La nouvelle façon de voir la finance mise en avant par l’investissement thématique constitue un véritable défi pour l’allocataire d’actifs. En effet, ce type d'investissement vient compléter les anciennes pratiques et méthodes d'analyse. Même si l’émergence de nouvelles nomenclatures représente une tentative de réponse, l’absence de standardisation ajoute une nouvelle couche de difficultés pour le sélectionneur.

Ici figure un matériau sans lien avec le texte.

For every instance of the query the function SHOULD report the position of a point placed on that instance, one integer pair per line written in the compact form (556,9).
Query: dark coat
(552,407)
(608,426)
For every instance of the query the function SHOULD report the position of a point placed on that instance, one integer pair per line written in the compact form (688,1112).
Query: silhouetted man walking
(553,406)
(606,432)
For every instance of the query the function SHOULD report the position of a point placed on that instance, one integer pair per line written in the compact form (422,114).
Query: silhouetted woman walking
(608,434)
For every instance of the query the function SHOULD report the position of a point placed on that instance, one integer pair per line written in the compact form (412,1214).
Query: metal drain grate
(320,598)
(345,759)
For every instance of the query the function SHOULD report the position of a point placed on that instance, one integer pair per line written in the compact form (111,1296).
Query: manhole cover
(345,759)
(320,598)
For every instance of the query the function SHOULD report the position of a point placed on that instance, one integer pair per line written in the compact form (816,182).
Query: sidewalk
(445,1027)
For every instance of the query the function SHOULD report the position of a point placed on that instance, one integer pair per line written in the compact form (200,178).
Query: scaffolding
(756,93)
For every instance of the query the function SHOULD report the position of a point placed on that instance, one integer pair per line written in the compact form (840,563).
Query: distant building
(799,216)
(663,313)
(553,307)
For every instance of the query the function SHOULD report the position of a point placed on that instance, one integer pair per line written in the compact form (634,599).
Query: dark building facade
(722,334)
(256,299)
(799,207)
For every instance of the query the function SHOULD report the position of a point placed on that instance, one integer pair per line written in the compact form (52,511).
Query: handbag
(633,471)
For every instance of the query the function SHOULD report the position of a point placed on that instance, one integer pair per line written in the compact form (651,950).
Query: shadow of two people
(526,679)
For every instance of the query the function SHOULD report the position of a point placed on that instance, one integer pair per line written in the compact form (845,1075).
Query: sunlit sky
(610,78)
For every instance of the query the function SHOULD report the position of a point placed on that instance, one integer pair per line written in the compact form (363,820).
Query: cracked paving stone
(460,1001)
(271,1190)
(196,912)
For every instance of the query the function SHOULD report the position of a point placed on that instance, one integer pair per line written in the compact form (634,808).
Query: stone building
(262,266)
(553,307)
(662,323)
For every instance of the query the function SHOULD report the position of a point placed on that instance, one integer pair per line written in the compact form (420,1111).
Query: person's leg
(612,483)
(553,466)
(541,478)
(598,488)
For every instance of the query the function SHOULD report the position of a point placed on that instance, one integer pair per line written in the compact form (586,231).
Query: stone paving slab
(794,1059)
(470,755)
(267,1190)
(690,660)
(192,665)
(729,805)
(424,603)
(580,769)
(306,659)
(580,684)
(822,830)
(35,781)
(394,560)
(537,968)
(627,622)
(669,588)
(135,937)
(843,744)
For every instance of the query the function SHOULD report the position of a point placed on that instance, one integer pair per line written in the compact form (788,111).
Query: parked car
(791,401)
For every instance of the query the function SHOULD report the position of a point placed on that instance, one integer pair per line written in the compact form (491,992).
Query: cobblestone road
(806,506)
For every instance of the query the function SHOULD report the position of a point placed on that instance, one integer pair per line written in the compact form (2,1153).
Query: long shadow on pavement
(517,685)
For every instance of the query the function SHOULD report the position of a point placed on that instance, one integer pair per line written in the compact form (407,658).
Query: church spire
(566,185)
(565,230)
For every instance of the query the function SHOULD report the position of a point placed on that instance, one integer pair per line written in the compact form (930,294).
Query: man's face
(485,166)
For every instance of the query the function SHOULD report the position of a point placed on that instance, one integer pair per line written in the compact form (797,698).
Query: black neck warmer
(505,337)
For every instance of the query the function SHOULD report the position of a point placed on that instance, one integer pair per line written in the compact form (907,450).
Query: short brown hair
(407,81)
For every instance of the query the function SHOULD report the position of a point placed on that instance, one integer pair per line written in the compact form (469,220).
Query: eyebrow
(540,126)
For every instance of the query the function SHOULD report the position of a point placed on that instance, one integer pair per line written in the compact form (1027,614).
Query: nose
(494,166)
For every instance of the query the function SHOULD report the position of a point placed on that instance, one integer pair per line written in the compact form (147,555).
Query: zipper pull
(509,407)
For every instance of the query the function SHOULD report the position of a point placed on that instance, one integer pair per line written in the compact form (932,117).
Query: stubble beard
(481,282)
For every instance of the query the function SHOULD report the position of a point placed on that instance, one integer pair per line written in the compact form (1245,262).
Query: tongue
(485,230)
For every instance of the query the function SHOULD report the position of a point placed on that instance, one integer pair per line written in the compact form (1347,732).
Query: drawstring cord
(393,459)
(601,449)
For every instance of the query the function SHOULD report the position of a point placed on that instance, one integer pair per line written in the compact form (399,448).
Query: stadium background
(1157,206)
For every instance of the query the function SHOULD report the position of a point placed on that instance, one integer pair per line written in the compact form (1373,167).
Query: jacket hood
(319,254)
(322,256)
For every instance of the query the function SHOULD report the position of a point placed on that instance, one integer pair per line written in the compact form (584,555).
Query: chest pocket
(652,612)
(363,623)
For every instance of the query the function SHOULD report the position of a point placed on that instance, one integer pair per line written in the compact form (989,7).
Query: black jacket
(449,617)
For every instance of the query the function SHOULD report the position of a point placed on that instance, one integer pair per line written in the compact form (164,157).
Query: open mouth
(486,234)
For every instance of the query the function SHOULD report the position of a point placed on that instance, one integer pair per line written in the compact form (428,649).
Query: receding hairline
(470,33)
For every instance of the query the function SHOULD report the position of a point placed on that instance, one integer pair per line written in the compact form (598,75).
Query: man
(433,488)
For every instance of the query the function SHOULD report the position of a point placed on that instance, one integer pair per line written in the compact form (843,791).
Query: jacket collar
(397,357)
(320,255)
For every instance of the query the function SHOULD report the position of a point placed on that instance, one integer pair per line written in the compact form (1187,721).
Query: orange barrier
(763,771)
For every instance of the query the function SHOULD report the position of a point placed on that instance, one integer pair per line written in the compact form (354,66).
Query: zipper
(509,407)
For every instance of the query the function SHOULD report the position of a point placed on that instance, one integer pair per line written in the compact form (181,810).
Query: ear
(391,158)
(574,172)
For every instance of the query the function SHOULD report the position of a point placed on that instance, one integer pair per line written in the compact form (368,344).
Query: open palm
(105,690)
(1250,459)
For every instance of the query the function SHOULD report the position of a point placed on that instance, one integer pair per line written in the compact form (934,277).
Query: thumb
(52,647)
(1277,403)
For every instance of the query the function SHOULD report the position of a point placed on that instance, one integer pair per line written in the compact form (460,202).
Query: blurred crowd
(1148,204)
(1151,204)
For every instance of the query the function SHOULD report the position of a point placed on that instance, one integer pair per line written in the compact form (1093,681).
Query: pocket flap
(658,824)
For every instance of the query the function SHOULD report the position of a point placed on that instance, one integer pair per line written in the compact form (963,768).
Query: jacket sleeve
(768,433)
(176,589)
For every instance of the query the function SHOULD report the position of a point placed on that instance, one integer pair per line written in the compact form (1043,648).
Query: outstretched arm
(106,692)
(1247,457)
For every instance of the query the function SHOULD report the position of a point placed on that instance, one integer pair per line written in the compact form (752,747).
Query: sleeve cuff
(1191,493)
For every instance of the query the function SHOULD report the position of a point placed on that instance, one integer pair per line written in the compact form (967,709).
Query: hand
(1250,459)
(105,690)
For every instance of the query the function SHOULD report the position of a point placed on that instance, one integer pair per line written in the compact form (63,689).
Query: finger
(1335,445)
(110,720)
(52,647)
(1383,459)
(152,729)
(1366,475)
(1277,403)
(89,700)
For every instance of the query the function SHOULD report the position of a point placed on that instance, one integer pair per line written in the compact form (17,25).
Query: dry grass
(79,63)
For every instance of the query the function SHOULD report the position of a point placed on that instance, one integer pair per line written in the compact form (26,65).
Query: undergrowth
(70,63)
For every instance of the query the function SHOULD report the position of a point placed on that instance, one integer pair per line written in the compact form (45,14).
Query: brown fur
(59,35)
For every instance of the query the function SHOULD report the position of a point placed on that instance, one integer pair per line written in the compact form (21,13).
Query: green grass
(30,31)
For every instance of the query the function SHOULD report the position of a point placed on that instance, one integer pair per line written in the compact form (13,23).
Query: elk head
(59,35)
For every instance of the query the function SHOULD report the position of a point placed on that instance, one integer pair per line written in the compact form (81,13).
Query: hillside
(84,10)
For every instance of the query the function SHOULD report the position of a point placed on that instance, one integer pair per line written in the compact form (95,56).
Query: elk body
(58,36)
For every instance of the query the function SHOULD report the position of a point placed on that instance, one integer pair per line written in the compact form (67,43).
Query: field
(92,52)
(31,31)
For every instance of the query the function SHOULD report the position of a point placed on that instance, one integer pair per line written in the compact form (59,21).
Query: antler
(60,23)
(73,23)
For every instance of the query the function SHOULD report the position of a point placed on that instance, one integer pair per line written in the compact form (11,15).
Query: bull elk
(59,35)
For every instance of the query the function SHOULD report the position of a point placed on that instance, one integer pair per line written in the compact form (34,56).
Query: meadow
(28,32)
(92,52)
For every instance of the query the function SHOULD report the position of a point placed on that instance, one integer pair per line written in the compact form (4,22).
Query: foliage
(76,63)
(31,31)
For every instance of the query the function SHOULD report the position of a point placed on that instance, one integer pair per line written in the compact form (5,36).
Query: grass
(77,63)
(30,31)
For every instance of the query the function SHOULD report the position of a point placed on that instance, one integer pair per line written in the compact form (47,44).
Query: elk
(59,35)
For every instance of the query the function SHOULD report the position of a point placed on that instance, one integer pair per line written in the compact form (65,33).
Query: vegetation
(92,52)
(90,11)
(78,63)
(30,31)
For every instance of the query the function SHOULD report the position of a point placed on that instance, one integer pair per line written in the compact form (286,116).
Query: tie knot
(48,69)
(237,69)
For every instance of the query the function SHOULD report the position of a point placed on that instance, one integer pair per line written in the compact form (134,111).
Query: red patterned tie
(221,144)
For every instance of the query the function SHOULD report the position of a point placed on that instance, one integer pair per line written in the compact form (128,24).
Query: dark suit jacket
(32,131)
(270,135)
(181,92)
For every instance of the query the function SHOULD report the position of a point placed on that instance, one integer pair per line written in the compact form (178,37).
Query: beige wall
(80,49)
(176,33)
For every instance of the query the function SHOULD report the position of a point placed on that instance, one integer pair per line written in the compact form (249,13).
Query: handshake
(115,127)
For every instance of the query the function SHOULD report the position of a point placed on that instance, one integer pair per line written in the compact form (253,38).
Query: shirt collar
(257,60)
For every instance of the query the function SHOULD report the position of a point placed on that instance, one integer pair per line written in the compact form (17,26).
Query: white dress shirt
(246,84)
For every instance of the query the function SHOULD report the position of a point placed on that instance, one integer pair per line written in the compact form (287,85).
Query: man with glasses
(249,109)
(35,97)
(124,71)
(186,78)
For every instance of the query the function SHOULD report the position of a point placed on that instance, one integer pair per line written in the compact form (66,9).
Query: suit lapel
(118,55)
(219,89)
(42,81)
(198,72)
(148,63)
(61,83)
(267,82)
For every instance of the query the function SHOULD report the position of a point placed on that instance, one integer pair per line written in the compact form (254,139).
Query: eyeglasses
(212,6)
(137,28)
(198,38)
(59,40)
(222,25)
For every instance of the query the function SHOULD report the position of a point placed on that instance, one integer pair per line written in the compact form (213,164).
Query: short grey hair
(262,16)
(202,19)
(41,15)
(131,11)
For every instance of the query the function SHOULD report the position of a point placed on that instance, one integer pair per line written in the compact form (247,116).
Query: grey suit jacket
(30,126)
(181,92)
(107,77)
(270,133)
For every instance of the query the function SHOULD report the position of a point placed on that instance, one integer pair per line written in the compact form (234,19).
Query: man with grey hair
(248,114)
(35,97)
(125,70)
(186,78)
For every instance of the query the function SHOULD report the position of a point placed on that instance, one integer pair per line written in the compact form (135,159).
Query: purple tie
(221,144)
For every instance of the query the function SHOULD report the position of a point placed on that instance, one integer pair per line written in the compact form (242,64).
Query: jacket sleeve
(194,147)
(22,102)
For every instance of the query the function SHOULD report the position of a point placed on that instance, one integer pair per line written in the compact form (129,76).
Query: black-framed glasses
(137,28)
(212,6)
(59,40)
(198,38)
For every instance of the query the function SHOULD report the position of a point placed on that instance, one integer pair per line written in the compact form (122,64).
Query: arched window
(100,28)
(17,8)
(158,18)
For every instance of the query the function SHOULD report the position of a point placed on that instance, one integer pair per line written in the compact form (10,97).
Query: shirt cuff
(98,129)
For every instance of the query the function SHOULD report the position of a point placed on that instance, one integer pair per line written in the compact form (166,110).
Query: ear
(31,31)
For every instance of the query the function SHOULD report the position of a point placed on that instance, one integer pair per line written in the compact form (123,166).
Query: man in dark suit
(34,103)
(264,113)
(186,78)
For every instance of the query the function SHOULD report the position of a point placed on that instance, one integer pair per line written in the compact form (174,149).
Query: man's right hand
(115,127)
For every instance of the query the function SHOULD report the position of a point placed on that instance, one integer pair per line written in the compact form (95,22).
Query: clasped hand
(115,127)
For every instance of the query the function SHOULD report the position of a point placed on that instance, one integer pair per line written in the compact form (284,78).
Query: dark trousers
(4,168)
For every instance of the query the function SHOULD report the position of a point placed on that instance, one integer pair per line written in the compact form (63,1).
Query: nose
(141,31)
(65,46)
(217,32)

Face au fort développement de l’offre sur l’investissement thématique et en s’appuyant sur les perspectives de marché de certains gérants d’actifs, combinées à la recherche propriétaire de BSD Investing et de L'Allocataire, Marlene Hassine Konqui et Ahmed Khelifa, co-présidents de la commission ETF de la SFAF, font le point sur la place des investissements thématiques dans les portefeuilles des investisseurs en Europe.
Un fort développement de l’offre
Il existe aujourd’hui environ 700 fonds répertoriés dans la catégorie Thématique (source : Morningstar). Les fonds thématiques ne sont pas nouveaux, les tout premiers datant de la fin des années 60. En 2000, le marché européen en compte déjà près d’une vingtaine. Toutefois, il faut attendre 2018 pour que ce type de fonds connaisse une véritable explosion en termes de nombre d'émissions.
Nombre de fonds thématiques lancés par année :
L’ensemble des thématiques – qui peuvent être classifiées en 4 grandes sous-parties : technologie, sociale, monde physique (ressource) et globale – ont connu un fort développement. Cependant, l’année 2022 note un ralentissement en termes d’émissions, notamment dans le social.
Que représentent les fonds thématiques dans la gestion d’actifs en Europe ?
L’encours total de ces fonds atteint 311Md€ à fin 2022. La croissance de ces encours a été très forte, un quasi-quadruplement depuis 2017, alors que, dans le même temps, les encours de la gestion d’actifs actions n’ont crû sur la même période que de 25%. À fin 2022, les fonds thématiques représentent près de 7% des encours de la gestion d’actifs actions.
Quels flux en 2022 vers les stratégies thématiques ?
Les flux vers les thématiques ont été très soutenus de 2017 à 2021, mais un ralentissement est notable en 2022. Toutefois, la collecte demeure positive de 3.5Md€, contre un recul de 25Md€ pour l’ensemble des fonds actions en Europe. Ces flux ont été principalement dirigés vers la catégorie Physical World (transition énergétique, alimentation, logistique, transports et gestion des ressources) et ont plus que largement compensé les sorties des thématiques technologiques. Ces flux ont été répartis de manière quasi égale entre fonds indiciels et non indiciels, alors même que les fonds indiciels représentent moins de 10 % des encours.
Quels nouveaux défis soulèvent l'investissement thématique pour le sélectionneur de fonds ?
Les conséquences de l’absence de standards de nomenclature sont tellement importantes que cela impacte significativement l’univers de sélection et, donc, les décisions d’allocation. Une information aussi simple que la taille ou les flux de l’univers des investissements thématiques, largement dépendant de cette nomenclature, est déjà un défi pour le sélectionneur. Une deuxième conséquence de cette absence est de rendre complexe la comparaison entre les différentes stratégies et d'accentuer la difficulté d’une sélection optimale. Ceci met en évidence la nécessité de construire une approche appropriée, qui va au-delà de la nomenclature. Marlene Hassine Konqui et Ahmed Khelifa, les co-présidents de la commission ETF de la SFAF et auteurs de cet article, ont mis au point une nouvelle méthodologie pour comparer les fonds thématiques actifs et passifs, afin d’aider à choisir de manière efficiente tout en enlevant les biais émotionnels dans la décision d’investissement.